The City of Rossland held a ribbon-cutting ceremony for the nearly complete Washington Street project on Thursday afternoon.
Rossland Mayor Kathy Moore, several city councillors and many members of the City’s staff came out to Washington St. and Second Ave. to celebrate the mostly completed infrastructure project.
“Today is our soft opening,” explained Mayor Moore. “We’ll do a much bigger celebration in the spring.”
Work done to Washington St. included replacing important underground infrastructure, as well as re-paving the street and putting in new sidewalks and bike lanes. Landscaping still needs to be done, but won’t be complete until next spring.
Though there were some delays during the Washington Street project, Moore said the work finished more or less on time.

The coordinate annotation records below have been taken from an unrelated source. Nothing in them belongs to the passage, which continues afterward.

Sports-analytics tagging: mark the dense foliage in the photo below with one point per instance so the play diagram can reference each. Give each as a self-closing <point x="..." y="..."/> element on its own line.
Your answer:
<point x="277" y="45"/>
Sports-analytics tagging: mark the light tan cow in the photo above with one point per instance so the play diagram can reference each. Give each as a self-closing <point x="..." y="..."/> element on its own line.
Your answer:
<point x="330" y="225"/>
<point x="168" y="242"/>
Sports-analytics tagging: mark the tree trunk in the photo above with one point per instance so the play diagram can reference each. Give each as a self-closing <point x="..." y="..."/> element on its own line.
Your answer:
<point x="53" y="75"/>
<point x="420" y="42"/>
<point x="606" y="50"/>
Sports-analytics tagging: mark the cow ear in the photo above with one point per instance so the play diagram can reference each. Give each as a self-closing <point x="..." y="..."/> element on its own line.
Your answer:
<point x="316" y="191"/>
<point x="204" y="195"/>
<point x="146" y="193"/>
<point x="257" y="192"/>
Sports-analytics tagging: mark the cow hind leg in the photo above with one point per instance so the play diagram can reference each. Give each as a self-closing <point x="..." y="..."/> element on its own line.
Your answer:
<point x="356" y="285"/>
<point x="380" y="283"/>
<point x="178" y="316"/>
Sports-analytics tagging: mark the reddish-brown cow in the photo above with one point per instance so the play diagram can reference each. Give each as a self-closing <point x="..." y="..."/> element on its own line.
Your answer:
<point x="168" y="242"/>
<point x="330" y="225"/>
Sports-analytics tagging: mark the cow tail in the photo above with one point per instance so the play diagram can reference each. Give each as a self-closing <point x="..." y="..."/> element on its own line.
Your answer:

“We anticipated that we would finish right about now and we did,” she said. “There were a couple of places during the project that we got behind, but then they made time up. I mean they were looking to pave and it was raining, … then when the weather cleared they were out there working hard as could be on a Sunday and they got it done.”
“We are really, really pleased with the way this project came together, really from start to finish. There could have been all kinds of things that went wrong and none of them did,” Moore added. “When you do construction like this in a rocky town like Rossland, you never know what you’re going to get, but this worked out.”
So far, the project also seems to have finished on budget.
“We haven’t gotten all of the final numbers in, but we’re well within the contingency, so we feel it’s on budget,” said Moore.
During her ribbon-cutting speech, Mayor Moore also thanked the Washington Street Advisory Task Force, which included Dave Watson, Don Smith, Riley Spencer and Matt Tonner. Afterwards, she explained that she felt the Columbia Avenue project could have benefited from the help of a similar task force.
“They helped Darrin [Albo, manager of public works,] with some technical stuff, some engineering stuff, just gave him another set of eyes to look at it, and that’s something that I really wish we’d had on the Columbia project, where we didn’t,” said Moore. “There were a lot of things we learned from Columbia that I think we did better on this job.”
“The task force was one of the things,” she added. “Also doing the pre-rock look. There was some radar work and some drilling that went down that we did before anything happened, so we really had a good idea where the rock was going to be, where we might be likely to encounter rock. So that prepared us better than what happened on Columbia.”